At present the POD method implementation in use in our close proximity is in Python and of sequential type. Typically, applying this implementation to commonly encountered datasets require around 24 wall-clock hours to complete. It is believed that a performance-improvement can be achieved by, first of all, porting the implementation to a compiled language (such as, C/C++ or Fortran). The current implementation consists of several nested for-loops which should allow themselves for efficient parallelization. Secondly, as the POD method is in practice a Singular Value Decomposition (SVD), it is believed that both an own implementation as well as exploration of available linear algebra packages can be included in the project. Furthermore, the method used to generate input data to the POD algorithm is currently generating several small files on persistent storage. It is not expected to reduce the execution time to a significant extent, but the data loading (I/O) could also be considered for parallelization in this project. If time allows.
Marc Rovira (marrs@kth.se), Yazhou Shen (yashen@kth.se), Kristian Rönnberg (kriron@kth.se)
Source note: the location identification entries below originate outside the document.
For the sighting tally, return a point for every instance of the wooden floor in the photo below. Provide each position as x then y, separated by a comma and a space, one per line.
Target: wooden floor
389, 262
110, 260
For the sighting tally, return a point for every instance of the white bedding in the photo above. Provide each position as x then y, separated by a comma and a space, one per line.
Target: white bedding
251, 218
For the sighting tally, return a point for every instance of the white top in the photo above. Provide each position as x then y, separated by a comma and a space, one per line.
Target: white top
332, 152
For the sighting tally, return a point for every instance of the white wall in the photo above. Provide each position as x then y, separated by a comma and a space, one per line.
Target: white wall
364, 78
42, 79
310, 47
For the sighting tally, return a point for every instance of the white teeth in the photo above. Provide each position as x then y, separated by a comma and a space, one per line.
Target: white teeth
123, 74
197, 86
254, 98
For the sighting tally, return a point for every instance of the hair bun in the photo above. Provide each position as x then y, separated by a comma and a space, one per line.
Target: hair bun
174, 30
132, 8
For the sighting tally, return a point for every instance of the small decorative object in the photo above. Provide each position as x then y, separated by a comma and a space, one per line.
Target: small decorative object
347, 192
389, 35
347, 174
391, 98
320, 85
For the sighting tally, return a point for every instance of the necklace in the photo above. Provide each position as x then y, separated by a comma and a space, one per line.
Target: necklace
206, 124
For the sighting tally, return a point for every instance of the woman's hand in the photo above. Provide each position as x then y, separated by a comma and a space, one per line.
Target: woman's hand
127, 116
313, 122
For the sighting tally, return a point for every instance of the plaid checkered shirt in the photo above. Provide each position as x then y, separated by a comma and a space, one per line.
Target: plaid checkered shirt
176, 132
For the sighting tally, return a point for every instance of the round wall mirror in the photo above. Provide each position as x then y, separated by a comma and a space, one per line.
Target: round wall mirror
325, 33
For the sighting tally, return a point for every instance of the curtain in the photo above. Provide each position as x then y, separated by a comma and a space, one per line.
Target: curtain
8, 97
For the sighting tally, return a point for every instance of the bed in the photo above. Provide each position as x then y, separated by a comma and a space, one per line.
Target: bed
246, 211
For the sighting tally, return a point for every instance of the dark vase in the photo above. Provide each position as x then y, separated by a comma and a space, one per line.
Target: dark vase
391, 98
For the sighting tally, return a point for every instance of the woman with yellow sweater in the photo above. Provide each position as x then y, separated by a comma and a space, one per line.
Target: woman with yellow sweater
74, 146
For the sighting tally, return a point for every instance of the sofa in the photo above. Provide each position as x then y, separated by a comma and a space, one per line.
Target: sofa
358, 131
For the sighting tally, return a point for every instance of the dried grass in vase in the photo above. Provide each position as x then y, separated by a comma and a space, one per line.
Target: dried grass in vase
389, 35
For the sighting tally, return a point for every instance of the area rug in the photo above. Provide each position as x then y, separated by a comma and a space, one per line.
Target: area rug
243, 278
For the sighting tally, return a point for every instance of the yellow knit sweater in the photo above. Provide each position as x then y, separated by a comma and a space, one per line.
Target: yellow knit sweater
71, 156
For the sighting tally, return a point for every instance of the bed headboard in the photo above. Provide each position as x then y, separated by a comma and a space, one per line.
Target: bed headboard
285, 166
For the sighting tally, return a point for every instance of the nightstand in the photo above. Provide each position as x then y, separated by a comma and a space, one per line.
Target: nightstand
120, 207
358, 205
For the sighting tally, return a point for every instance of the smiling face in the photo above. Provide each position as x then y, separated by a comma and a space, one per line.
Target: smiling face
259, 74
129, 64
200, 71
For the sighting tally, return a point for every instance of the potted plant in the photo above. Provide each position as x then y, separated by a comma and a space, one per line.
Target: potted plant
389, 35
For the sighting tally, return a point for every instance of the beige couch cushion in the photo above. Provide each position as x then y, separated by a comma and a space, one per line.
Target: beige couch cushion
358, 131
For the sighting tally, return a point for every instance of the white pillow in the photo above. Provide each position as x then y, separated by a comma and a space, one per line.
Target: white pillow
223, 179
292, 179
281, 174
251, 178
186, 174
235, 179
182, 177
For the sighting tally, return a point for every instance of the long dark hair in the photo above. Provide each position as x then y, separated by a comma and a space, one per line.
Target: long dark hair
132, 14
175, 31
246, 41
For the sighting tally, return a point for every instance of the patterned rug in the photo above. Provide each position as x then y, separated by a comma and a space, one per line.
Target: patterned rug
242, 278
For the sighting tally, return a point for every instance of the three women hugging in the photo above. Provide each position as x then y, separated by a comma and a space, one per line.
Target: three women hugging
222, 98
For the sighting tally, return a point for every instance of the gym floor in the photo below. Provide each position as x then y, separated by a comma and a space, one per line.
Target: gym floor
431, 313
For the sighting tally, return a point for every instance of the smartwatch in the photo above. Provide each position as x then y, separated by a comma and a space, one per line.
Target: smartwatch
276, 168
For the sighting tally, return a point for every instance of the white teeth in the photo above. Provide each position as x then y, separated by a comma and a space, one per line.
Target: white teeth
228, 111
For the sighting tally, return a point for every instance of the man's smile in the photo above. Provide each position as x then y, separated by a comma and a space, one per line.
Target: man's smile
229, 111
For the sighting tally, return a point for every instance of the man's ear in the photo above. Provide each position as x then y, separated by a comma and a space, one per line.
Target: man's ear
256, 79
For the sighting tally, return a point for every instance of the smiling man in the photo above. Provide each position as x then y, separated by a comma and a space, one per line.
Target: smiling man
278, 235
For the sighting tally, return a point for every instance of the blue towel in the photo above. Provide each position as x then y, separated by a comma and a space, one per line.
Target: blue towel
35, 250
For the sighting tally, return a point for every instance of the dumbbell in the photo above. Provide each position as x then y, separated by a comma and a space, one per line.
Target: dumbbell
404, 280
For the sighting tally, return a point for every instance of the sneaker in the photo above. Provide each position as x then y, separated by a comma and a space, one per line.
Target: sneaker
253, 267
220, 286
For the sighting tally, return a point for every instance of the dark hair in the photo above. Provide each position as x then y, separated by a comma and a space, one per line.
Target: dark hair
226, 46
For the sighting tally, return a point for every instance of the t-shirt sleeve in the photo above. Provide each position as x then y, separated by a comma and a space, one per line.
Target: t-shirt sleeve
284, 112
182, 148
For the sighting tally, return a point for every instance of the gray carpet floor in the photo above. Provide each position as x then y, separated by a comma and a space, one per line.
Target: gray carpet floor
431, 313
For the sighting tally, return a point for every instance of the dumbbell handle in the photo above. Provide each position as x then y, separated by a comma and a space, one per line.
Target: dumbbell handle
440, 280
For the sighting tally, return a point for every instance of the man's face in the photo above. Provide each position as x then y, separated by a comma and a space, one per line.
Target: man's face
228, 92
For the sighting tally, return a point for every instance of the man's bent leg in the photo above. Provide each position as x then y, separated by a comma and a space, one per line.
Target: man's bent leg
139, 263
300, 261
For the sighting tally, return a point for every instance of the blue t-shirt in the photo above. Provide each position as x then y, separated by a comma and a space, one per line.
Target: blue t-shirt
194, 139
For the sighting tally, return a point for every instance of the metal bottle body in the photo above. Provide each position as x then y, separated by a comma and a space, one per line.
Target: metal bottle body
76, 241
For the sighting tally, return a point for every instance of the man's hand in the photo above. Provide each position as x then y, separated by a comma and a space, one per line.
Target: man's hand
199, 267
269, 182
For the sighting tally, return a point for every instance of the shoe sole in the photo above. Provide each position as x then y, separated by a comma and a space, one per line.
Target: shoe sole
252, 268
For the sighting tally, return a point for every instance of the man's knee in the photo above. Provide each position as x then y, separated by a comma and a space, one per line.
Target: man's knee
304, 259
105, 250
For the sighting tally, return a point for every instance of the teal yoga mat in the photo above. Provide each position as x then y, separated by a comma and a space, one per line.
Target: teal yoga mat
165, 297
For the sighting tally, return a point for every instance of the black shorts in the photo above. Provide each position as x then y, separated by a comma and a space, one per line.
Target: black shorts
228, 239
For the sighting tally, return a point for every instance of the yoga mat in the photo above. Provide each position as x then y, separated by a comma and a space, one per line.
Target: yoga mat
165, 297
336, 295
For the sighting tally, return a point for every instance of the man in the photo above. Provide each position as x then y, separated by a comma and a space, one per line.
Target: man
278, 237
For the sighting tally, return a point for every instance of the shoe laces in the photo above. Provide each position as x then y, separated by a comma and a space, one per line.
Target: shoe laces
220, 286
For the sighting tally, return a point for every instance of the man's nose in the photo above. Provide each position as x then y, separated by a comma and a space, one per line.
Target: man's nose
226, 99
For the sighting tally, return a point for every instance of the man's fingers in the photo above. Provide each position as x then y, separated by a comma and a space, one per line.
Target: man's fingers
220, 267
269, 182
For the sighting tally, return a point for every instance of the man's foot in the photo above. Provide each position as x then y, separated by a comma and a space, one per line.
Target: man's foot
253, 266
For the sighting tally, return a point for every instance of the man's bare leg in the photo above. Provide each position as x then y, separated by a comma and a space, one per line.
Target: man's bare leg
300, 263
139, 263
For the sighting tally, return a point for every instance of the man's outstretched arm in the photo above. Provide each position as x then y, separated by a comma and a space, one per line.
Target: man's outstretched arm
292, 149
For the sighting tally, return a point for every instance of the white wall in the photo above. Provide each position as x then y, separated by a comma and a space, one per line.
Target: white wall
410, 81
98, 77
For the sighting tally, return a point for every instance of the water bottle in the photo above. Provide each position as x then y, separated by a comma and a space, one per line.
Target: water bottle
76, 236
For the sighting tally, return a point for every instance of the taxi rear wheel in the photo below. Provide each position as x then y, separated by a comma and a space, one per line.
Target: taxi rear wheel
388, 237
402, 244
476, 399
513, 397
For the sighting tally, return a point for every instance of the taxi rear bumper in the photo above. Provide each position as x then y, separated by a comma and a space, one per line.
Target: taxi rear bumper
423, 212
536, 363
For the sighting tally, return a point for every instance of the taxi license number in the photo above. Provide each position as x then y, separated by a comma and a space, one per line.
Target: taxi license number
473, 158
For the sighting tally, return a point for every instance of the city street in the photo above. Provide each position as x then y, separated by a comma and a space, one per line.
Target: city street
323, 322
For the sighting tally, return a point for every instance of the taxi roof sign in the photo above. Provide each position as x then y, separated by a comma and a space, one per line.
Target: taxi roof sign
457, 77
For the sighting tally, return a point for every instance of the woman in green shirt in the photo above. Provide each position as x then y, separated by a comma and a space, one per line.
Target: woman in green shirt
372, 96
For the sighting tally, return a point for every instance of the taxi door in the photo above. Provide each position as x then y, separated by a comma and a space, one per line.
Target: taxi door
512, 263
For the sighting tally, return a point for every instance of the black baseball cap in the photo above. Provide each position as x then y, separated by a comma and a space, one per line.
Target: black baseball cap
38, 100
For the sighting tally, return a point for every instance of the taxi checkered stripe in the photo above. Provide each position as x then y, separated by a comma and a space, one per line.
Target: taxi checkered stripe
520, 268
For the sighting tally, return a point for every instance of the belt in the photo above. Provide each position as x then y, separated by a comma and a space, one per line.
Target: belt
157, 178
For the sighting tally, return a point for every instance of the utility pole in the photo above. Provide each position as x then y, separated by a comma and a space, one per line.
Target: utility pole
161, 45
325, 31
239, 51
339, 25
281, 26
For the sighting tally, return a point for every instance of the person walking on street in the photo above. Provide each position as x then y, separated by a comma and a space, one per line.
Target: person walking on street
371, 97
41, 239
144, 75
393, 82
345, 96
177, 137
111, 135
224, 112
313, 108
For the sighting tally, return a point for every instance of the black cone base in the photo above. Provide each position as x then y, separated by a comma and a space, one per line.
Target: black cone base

We are currently all working on CFD at the Mechanics department at KTH. All of as either are or are intending to apply POD in our research. POD is applied to datasets generated with OpenFOAM. We currently have good datasets, and a reference implementation, which we can be used as starting points for the project. Kristian is not located at KTH more than once per week, so we intend to exercise version control and usage of GitHub to store and manage our progress. Furthermore, our intention is first to port the implementation from Python to C/C++, which will allow for a benchmarking of a compiled vs. interpreted language. The second step is to parallelize the code using MPI. The reason for choosing MPI is that we are currently working extensively with OpenFOAM, which is parallelized using MPI, and thus consider this to be a good chance to get a glimpse of how this works. Hence, SMP is not considered at the moment. As a third, and optional step, an OpenMP or CUDA-based implementation could be considered. In addition to learning more about parallel programming and MPI, a working implementation that will facilitate our future research is the desired outcome. Experience using git and collaborating on a publicly shared and off-site hosted source code repository, such as GitHub, is also of relevance.